Teoria geral do Estado

Quando dizemos teoria geral do Estado, referimo-nos principalmente às teses de Johann Kaspar Bluntschli (1808-1881), em Lehre von modernen Staat (1875-1876), e de Georg Jellinek (1851-1911), Allgemeine Staatslehre [1900], movimento originado nas ciências cameralísticas da Segunda metade do século XVIII que transformaram a arte política do movimento da razão de Estado, na chamada ciência de polícia, ciência de governo, arte de governar ou Staatswissenschaft, nomes que eram dados ao estudo cumulativo das atividades políticas, sociais, económicas, financeiras e jurídicas do Estado.

Aliás, em França, o físico André-Marie Ampère (1775-1836) definia a science politique como o estudo da economia, do militar, do direito, da diplomacia e da arte de governar. O modelo tem origem na Prússia de Frederico, o Grande, o autor de Anti-Maquiavel [1739], surgindo a ideia de um Polizeistaat, de um Estado que tem como fim uma polícia de segurança (Sicherheitspolizei) externa (protecção face aos inimigos externos) e interna, bem como uma polícia de bem-estar (Wohlfahrspolizei) para a produção e circulação da riqueza. O principal teórico é Wolff (1679-1754), para quem o príncipe (Regent) é uma personalidade abstrata e não um soberano pela graça de Deus, dado ser um representante (Stellvertreter) ou um oficial do Estado (Oberhaupt des Staates).

São precisamente estas ciências políticas que, por impulso do hegelianismo e do positivismo jurídico, evoluirão para uma teoria geral do Estado, onde se inscrevem todos aqueles autores para quem, como ainda hoje para o Professor Diogo Freitas do Amaral, as ciências políticas se assumem como os ramos do saber que direta ou indiretamente digam respeito ao Estado e aos fenómenos de poder que se produzam no Estado ou fora dele, havendo uma teoria geral do Estado, entendida como a disciplina que estuda cientificamente a entidade política a que chamamos Estado, numa perspetiva próxima da do direito mas não propriamente normativista, e que se ocupa de definir o conceito de Estado, os seus elementos, as suas formas, os seus fins, as suas funções, os seus órgãos, os seus poderes e, ainda, a tipologia dos regimes políticos e dos sistemas se governo. Aliás, se os hegelianismos viam o Estado como uma espécie de Estado ideal situado acima da sociedade, eis que, com o positivismo jurídico, procura retirar-se esse mesmo Estado dos domínios da filosofia, transformando-o em mera realidade jurídica, gerando-se aquele normativismo que Carl Schmitt qualificará como imperialismo do direito. Na sua obra de 1890, Burgess permanece marcado por este hegelianismo, considerando o Estado como o produto da progressiva revelação da razão humana através da história. Aí aborda as temáticas da nação, do Estado, da liberdade e das formas de governo, muito à maneira de Bluntschli. Refira-se que Burgess começou por ser detentor da cátedra de History and Political Science de Columbia, sucedendo a Franz Lieber (1800-1872), autor de um Manual of Political Ethics, surgido em 1838-1839, bastante conhecido a partir da publicação da obra Civil Liberty and Self Government de 1853.

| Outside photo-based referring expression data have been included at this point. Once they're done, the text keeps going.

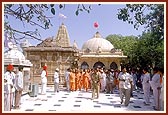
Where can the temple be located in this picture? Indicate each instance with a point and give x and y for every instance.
(57, 52)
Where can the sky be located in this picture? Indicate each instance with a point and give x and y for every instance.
(81, 27)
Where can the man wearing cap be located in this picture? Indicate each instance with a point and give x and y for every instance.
(56, 80)
(19, 87)
(44, 80)
(9, 80)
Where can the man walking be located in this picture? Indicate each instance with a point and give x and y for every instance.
(125, 81)
(146, 86)
(44, 80)
(19, 87)
(56, 80)
(95, 77)
(155, 84)
(9, 81)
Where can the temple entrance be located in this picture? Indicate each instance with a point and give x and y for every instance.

Lieber, que também publicou Fragments of Political Science on Nationalism and Internationalism [1868], era adepto do organicismo intervencionista e anti-individualista, defendendo um conceito de soberania una e indivisível, totalmente contrário ao modelo da divisibilidade dos federalistas norte-americanos, sendo também seguido por autores como ª Browson, Constitutional Government, 1842, e E. Mulford, The Nation, 1870. Tal tipo de teorias era também adotado pelos norte-americanos antifederalistas, como Dwight Woolsey, em Yale, autor de Political Science, or The State, New York, 1878, e pelo hegeliano W. W. Willoughby, autor de Na Examination of the Nature of the State. A Study in Political Philosophy [1896] e de The Ethical Basis of Politics [1930].

Tentava assim firmar-se uma corrente de pensamento norte-americana que se insurgia contra a perspetiva federalista da soberania divisível, defendendo a tese de que a soberania era a competência da sua competência, de acordo com os modelos do estadualismo germânico.